Secondly, the leaked cables showed how US policy engagement with Africa is particularly developed and coordinated. They revealed that, at first, diplomats systematically collect relevant and predetermined information. Two astonishing leaked cables signed by Secretary of State Hilary Clinton outlined the vast area of collection needs for the Great Lakes and the Sahel.

These needs include political agendas, institutional priorities, biographic information on key figures, decision-making processes, perceptions, consequential external influence and estimates of possible actions under different scenarios. Then, US diplomats write succinct reports which US policy makers mine for information that they can use to develop policies shaping the continent’s politics for years to come.

Thirdly, the released diplomatic cables do contain significant details about the innermost secrets of political leaders, the treacherous power plays and ongoing conflicts in Africa. Some of the cables revealed the paranoia and decay of Eritrea’s oppressive government, the well-known eccentricities of Libyan leader Muammar Gaddafi and the less-known but ever-increasing drug trafficking in Ghana and Guinea.

Other cables exposed Kenya’s interference in Somalia’s internal politics, the under-the-table dealings of oil companies in Nigeria and African leaders’ grotesque ties with France. Many cables also made public details of high-level corruption in states such as Mozambique, Tanzania, Senegal, Gabon and Sudan.

Cables from the US embassy in Tunis described Tunisia as ‘a police state, with little freedom of expression or association, and serious human rights problems’. They reported the persistence of ‘fictional rule of law, unpopular and corrupt practices of aging President Zine al-Abidine Ben Ali and his extended family, the population’s frustrations over high unemployment and regional inequities’.

These truly original cables also stressed the fact that ‘Ben Ali and his regime have lost touch with the Tunisian people’. The cables reproachfully indicated that ‘corruption in the inner circle is growing. Even average Tunisians are now keenly aware of it, and the chorus of complaints is growing’. The result was a backlash with, to paraphrase the famous singer Tracy Chapman, the Tunisian people recently ‘rising up to take what’s theirs’.  

Fourthly, it seems that the damning contents of the cables have not disrupted current US diplomatic work and double-dealing in Africa. Actually, only time and future US performance will tell if the cables’ release has damaged US secret diplomacy on the continent. The release will, however, affect the egos of some indignant African political leaders and their perceptions of US diplomats. It could also temporarily strain US relations with some African governments which may become less forthcoming to future US engagements and communications.  
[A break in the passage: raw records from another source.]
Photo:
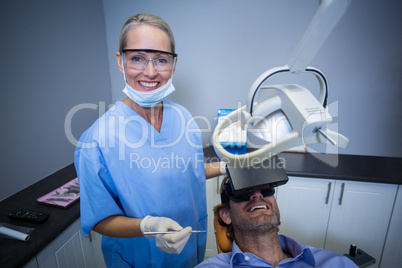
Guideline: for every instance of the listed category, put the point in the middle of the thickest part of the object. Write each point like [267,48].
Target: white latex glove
[170,243]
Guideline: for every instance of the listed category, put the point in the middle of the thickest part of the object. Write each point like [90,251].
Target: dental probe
[172,232]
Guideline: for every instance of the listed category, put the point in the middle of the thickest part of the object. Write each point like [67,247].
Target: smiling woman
[140,165]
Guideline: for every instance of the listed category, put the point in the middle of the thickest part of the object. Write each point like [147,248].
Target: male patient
[253,221]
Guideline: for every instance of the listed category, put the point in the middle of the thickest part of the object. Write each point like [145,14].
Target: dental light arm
[307,116]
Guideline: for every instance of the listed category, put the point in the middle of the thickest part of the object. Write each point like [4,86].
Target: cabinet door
[360,215]
[392,255]
[304,204]
[65,251]
[91,245]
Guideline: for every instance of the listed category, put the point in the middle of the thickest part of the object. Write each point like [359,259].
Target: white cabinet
[392,255]
[360,215]
[333,214]
[71,249]
[304,206]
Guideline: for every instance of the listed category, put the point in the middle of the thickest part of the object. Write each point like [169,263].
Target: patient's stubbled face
[258,215]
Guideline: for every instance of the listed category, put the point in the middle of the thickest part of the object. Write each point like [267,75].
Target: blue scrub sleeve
[96,190]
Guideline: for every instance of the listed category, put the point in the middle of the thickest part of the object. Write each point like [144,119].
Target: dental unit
[304,116]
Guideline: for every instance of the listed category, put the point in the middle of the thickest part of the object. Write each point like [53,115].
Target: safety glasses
[245,196]
[137,59]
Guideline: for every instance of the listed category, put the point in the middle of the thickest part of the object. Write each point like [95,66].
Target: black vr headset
[243,181]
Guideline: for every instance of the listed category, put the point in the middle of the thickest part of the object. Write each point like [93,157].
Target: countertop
[17,253]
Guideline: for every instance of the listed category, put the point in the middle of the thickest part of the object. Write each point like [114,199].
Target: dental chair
[224,244]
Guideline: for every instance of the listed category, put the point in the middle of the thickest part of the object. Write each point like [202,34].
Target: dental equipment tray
[62,197]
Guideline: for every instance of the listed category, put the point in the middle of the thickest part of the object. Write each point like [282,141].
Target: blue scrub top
[126,167]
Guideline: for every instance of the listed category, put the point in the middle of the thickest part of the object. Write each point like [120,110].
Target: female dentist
[141,166]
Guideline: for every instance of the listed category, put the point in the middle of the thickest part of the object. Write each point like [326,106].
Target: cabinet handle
[341,196]
[329,190]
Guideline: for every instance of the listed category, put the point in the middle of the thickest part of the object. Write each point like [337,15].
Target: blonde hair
[147,19]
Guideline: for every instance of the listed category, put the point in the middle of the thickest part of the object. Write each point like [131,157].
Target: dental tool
[172,232]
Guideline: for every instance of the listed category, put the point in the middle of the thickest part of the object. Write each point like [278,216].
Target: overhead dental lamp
[303,117]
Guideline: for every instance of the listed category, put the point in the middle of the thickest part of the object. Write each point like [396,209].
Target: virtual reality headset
[243,181]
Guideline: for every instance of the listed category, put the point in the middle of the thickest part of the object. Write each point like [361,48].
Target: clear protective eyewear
[138,59]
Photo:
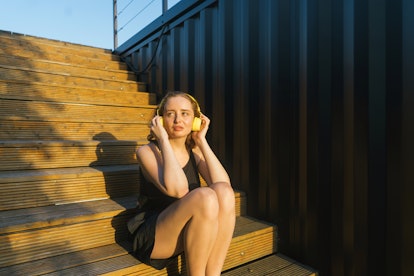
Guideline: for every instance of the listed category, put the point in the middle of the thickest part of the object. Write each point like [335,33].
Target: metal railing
[130,16]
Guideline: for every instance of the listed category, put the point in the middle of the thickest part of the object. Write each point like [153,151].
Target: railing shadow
[16,123]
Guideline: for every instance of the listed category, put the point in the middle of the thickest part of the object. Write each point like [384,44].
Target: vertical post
[115,25]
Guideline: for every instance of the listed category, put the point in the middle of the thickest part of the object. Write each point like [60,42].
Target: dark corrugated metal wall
[312,112]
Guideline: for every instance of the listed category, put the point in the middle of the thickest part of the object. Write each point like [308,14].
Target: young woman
[176,214]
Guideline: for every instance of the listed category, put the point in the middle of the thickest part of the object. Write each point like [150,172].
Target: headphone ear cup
[196,124]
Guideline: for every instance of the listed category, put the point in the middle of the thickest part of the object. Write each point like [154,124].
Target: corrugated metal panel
[312,111]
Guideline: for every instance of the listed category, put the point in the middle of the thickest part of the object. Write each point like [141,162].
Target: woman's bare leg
[226,224]
[191,224]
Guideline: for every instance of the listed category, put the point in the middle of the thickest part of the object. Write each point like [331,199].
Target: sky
[86,22]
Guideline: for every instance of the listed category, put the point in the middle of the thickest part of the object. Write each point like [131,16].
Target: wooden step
[252,239]
[45,130]
[111,63]
[275,265]
[29,155]
[15,73]
[44,92]
[19,42]
[35,188]
[66,68]
[71,112]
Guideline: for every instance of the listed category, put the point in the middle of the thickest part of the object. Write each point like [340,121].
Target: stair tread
[276,265]
[46,216]
[115,257]
[22,39]
[53,174]
[66,74]
[47,92]
[54,65]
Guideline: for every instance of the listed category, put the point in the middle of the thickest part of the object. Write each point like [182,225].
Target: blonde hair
[161,108]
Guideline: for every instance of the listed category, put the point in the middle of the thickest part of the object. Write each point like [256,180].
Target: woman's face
[178,116]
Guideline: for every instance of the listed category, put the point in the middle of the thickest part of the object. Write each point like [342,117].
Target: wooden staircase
[71,118]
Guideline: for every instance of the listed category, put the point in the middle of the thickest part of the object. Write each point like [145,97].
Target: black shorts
[143,242]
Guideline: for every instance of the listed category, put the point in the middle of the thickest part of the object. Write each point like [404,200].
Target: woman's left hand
[199,136]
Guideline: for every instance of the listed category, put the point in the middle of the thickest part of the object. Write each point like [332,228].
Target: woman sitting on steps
[175,214]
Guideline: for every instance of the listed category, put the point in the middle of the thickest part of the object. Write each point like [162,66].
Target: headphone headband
[174,94]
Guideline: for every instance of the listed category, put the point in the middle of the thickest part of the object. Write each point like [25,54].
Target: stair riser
[49,48]
[34,130]
[46,157]
[65,68]
[67,79]
[33,245]
[66,58]
[65,112]
[54,93]
[65,189]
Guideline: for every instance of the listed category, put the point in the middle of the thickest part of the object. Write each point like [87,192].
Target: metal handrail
[116,14]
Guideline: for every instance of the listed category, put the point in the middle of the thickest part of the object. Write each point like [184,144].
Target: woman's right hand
[158,129]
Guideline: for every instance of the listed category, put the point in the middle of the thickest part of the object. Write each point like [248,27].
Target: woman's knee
[205,202]
[225,195]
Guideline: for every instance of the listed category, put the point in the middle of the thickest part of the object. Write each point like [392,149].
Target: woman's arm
[161,167]
[209,165]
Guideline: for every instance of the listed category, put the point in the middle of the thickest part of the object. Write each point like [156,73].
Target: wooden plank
[47,130]
[46,216]
[15,73]
[28,155]
[70,112]
[59,215]
[27,246]
[277,265]
[66,68]
[27,189]
[109,260]
[36,91]
[43,45]
[35,188]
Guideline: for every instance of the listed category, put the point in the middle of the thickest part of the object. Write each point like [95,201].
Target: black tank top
[157,200]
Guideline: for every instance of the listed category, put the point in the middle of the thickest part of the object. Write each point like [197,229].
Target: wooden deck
[71,118]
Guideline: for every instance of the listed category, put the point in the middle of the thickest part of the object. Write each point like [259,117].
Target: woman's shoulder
[146,149]
[197,154]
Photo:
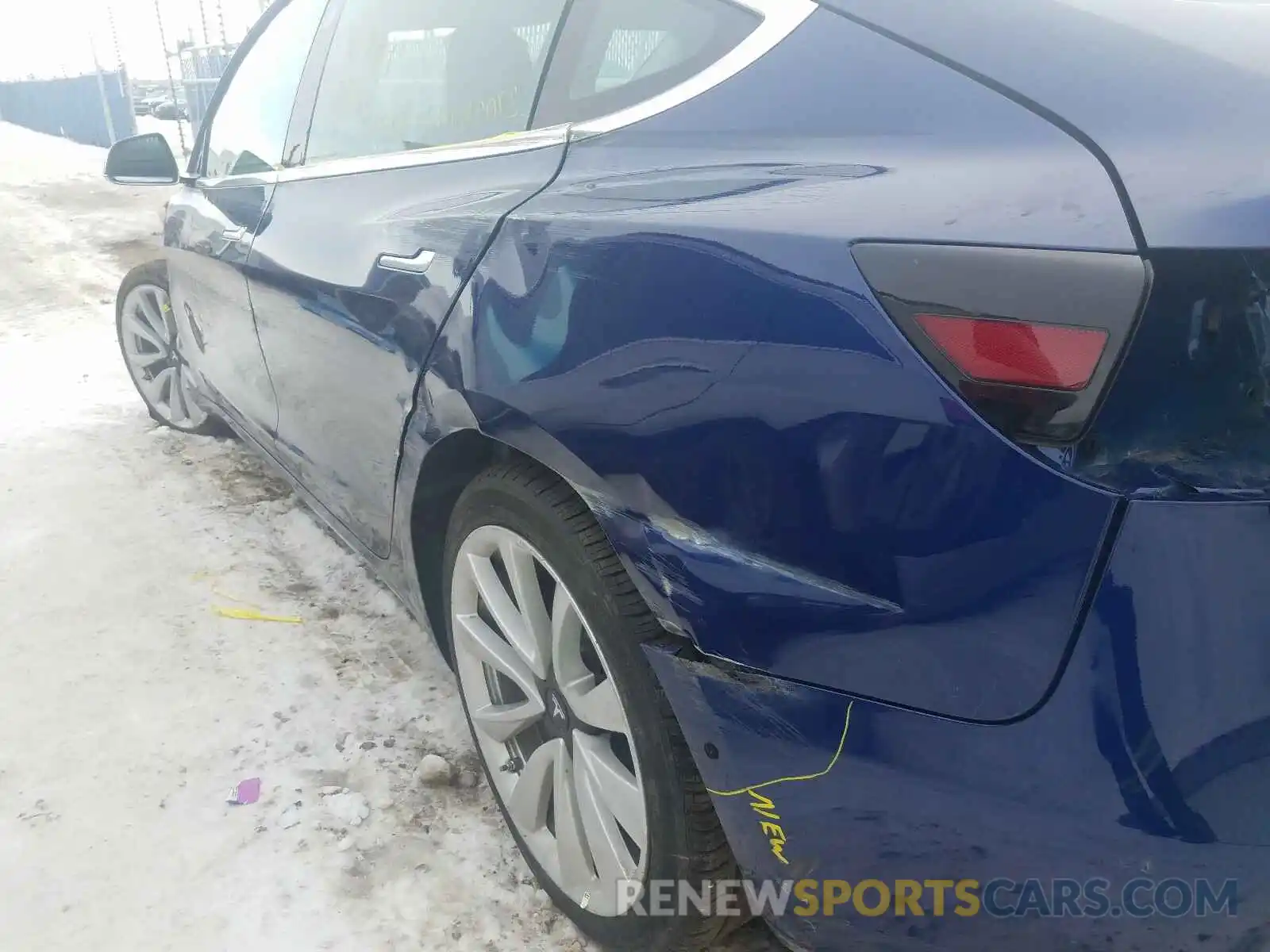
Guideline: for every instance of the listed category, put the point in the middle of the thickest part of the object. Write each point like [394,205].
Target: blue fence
[70,107]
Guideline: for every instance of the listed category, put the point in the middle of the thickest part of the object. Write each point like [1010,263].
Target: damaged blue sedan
[829,440]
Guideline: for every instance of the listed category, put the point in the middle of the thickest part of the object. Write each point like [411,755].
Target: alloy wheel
[549,721]
[152,348]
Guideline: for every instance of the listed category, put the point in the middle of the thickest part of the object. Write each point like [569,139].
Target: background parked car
[169,109]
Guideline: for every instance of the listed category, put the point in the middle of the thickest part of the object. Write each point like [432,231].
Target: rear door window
[416,74]
[614,54]
[249,126]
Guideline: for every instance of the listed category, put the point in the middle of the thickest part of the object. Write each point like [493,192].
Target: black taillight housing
[1030,338]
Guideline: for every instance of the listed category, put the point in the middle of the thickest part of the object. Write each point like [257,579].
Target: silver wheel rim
[152,347]
[571,780]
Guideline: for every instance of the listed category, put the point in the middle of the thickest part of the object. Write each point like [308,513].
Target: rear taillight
[1030,338]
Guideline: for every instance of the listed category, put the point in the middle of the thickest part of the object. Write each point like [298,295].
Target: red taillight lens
[1030,338]
[1016,352]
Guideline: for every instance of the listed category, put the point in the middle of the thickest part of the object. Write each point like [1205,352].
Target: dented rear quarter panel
[676,327]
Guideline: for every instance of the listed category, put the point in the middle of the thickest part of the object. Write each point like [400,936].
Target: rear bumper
[1146,765]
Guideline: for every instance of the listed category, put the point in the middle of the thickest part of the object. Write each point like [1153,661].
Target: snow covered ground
[129,708]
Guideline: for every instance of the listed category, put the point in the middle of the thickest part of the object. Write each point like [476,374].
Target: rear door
[417,152]
[214,219]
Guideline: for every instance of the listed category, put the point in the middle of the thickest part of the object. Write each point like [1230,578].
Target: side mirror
[143,160]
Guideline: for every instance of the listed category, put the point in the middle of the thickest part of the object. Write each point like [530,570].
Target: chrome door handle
[417,264]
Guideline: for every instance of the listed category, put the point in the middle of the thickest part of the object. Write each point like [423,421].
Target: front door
[220,209]
[417,152]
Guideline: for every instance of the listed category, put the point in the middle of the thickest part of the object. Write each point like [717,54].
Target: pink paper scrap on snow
[245,793]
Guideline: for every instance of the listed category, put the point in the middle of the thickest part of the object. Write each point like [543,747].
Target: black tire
[685,838]
[156,273]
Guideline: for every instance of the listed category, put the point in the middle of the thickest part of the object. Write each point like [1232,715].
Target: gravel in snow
[130,710]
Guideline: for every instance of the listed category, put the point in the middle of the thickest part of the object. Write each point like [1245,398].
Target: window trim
[779,19]
[505,144]
[197,167]
[516,141]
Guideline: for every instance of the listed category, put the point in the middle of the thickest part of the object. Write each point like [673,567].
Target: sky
[56,37]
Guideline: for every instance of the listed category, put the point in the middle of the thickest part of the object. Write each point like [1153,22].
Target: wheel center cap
[558,712]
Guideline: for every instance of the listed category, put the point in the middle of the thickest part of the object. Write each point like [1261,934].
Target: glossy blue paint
[344,338]
[206,270]
[677,327]
[1045,678]
[1149,759]
[1172,93]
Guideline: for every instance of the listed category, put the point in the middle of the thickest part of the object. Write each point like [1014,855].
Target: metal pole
[202,18]
[171,83]
[125,90]
[101,90]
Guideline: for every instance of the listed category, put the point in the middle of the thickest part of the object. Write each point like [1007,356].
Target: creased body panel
[677,327]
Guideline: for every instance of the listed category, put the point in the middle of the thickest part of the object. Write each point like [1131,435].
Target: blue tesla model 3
[829,441]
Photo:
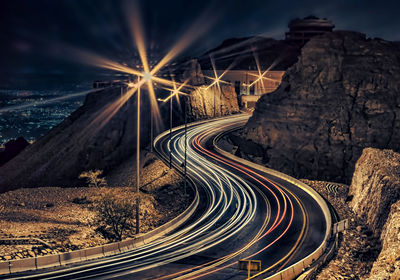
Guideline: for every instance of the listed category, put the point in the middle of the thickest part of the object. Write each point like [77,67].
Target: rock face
[387,266]
[209,102]
[12,148]
[376,198]
[193,75]
[375,186]
[341,96]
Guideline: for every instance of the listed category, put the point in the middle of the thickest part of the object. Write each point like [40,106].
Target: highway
[242,214]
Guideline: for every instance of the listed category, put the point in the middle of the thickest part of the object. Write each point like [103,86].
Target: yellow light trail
[262,76]
[174,92]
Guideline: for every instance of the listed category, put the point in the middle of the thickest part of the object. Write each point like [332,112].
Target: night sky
[32,31]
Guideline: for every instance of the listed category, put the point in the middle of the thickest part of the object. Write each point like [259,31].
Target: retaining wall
[40,262]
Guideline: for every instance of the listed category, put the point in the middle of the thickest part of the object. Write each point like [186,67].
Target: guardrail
[92,253]
[296,269]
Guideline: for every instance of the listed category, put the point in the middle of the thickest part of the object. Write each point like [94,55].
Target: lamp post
[185,166]
[170,132]
[137,160]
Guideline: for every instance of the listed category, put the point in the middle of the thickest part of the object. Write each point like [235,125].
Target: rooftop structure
[302,30]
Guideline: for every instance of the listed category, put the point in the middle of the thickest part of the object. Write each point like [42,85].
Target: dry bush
[93,179]
[115,216]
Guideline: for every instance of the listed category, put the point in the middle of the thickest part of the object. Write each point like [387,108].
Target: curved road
[243,214]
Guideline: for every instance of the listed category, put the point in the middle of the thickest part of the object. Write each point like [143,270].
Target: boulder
[339,98]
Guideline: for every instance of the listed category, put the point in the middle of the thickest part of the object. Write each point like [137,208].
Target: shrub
[115,216]
[93,179]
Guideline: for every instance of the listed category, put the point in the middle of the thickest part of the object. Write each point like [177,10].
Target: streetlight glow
[147,76]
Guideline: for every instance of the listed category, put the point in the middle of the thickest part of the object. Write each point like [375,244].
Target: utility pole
[151,131]
[170,133]
[185,170]
[137,160]
[215,90]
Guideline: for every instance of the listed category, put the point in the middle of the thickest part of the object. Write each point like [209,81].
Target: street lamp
[131,85]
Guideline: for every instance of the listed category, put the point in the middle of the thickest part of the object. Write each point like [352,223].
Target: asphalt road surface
[243,214]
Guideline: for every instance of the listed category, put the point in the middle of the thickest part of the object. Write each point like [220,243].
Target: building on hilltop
[302,30]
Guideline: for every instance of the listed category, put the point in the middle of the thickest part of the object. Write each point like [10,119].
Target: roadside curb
[115,248]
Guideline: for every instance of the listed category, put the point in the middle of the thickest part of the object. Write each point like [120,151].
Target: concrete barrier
[71,257]
[22,265]
[111,249]
[4,267]
[126,245]
[93,253]
[48,261]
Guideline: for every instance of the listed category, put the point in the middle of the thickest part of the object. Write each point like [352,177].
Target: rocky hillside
[212,102]
[375,191]
[340,97]
[79,143]
[84,141]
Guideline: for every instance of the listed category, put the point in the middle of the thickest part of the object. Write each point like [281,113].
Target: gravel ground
[50,214]
[358,248]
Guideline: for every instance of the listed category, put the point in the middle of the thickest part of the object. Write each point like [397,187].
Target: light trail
[262,209]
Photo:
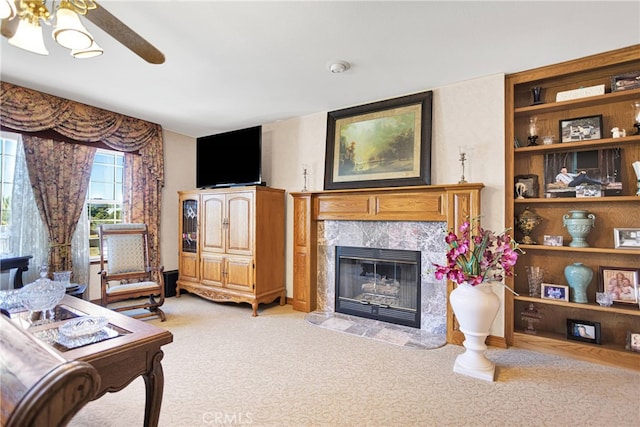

US diplomats may also be less able to maintain working relationships with their many local contacts and their long-standing European partners who may all become less disposed to share any confidential information out of fear of future leaks of classified documents. All in all, the release could make it harder, but not impossible, for the US to smoothly manage political situations and pursue its foreign policy objectives in Africa.  

Finally, all things considered, international relations will continue to be the incessant struggle among selfishly motivated states. And, diplomats will continue to be at the forefront of this struggle. They engage in their non-altruistic tradecraft which the British commentator in the Guardian aptly portrayed as ‘finding out what is happening in the places to which they are posted, working to advance their nation’s interests and their government’s policies’.

For better or worse, no mass dumping of classified documents by WikiLeaks – leaks come and go – will change this reality. Everything will go back to normal and US diplomats, discredited but undaunted, will continue to go to great lengths to collect information of the utmost importance, write the frankest assessments and only pursue the most vital of US interests without much concern for the interests of other states.